If students have health insurance, the center can bill their insurer. If not, grants from the state help cover the cost of care, or the center can bill Medicaid. Students never have to pay out of pocket.
“The centers eliminate barriers of transportation and cost,” said Kim Baron, director of health services for Grand Rapids Public Schools. She also noted that students who get medical care in their school building don’t miss as much school as they would if they left during the day for a doctor’s appointment.
Why are school-based health centers getting so much attention now?
The first school-based health centers in Michigan opened in the 1980s, and their funding increased slowly but steadily for decades.
There are 124 centers across Michigan, with one in nearly half of the state’s 83 counties, according to the School-Community Health Alliance of Michigan, a nonprofit advocacy group.
The pandemic spotlighted the strengths of school-based health centers, said Deb Brinson, executive director of the School Community Health Alliance, which is pushing for a major new funding expansion to serve more students.
The centers stayed open even when many schools closed their doors, Brinson said. They offered medical expertise and infrastructure at a time when many school administrators were struggling to coordinate their community’s public health response. In many cases, the centers offered COVID testing and vaccinations.
As administrators across the state saw what the centers could do, “We started getting calls: How do we get a school based health center?” Brinson recalled.
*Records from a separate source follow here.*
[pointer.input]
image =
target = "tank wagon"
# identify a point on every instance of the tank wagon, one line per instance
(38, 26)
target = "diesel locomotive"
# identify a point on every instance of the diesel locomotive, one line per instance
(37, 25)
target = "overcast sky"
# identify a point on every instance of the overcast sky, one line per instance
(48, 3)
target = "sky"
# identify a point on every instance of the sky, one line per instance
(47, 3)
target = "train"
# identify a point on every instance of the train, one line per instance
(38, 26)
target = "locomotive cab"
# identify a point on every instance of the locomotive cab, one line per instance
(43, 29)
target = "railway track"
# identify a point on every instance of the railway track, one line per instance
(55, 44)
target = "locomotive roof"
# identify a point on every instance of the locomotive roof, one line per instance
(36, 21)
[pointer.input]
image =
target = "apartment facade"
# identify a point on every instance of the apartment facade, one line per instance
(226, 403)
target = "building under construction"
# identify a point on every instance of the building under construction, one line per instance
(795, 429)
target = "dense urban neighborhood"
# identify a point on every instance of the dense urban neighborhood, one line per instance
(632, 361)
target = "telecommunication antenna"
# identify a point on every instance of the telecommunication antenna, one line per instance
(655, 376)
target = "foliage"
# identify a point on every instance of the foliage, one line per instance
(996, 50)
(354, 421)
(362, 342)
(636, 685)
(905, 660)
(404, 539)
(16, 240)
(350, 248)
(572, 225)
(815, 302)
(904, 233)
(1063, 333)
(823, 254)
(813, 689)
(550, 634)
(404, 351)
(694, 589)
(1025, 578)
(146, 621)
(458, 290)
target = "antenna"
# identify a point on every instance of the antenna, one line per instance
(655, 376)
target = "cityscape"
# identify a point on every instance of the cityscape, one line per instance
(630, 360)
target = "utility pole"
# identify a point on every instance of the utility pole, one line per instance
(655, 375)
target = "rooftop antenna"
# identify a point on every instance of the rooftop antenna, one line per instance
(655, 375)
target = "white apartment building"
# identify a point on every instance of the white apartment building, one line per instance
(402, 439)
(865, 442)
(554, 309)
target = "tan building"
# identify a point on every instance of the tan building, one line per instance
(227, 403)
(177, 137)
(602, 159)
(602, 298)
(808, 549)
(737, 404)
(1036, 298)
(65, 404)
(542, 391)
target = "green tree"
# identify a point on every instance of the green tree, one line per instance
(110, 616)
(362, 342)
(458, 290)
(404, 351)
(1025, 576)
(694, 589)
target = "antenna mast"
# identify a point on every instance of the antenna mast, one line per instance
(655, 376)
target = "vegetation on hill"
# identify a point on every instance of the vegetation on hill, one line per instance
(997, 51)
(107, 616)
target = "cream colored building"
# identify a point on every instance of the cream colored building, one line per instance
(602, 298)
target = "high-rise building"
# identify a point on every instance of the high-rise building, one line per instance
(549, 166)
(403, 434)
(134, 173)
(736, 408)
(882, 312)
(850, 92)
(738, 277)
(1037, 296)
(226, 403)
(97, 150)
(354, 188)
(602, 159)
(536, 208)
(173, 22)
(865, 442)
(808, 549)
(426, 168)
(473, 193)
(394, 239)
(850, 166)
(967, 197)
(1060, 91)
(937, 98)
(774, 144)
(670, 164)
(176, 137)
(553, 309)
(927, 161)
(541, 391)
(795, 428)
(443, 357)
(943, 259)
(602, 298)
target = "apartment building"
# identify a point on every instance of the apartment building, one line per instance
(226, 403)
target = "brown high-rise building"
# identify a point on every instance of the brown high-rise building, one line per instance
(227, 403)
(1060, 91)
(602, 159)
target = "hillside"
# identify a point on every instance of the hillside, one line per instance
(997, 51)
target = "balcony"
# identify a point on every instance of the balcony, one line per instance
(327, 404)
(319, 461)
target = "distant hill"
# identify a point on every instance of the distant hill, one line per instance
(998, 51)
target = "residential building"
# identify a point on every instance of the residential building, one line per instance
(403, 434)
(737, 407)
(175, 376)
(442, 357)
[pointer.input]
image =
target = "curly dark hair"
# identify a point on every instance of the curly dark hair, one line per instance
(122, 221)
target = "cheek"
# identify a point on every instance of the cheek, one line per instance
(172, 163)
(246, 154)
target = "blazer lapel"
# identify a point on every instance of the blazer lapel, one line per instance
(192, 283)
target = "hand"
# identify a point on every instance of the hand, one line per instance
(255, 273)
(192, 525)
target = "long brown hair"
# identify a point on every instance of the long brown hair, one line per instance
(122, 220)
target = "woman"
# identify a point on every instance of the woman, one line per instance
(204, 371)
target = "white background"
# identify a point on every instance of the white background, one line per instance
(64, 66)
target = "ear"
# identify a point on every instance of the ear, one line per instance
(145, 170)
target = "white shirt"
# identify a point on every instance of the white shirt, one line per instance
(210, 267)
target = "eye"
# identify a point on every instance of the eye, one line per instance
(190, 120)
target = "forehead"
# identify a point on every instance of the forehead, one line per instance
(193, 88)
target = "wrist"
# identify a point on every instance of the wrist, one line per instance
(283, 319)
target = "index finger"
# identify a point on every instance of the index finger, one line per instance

Funding shot up last year, with an additional $5 million for mental health services. Now Whitmer is proposing an even larger increase.
Whitmer and legislative leaders will consider funding for the centers as part of this year’s budget negotiations, which will take place over the next few months.
Do the centers make a difference?
Students who used school-based mental health centers reported less risky behavior, better emotional coping strategies, and reduced physical stress, according to a 2018 study.
Various national studies have come to similar conclusions. A study of 168 schools in Oregon found that students at schools with health centers were less likely to report depression and suicide attempts.
Administrators in districts with centers say they are effective.
“There are hundreds of kids walking down the hall and getting the care that they need from a medical, dental, and behavioral health aspect,” said Tom Livezey, superintendent of Oak Ridge Public Schools near Muskegon.
“I can’t imagine having to go through the pandemic without this service.”
Before the pandemic, the Oakridge school health center typically served more than 700 unique students per year, including more than 1,000 mental health appointments. The district enrolls roughly 1,900 students.
How do the centers support mental health?
School-based health centers in Michigan are required to have a mental health staff person on site in addition to a medical professional such as a nurse.
Students can attend therapy or seek help if they are having an emotional crisis.
“From a mental health standpoint, we’re seeing kids act out in classrooms, and the anger and anxiety can turn into physical altercations in the schools,” Livezey said.
Given the lack of mental health providers for young people in the surrounding community, Livezey says school-based mental health centers are “the only way our kids are going to get adequate care.”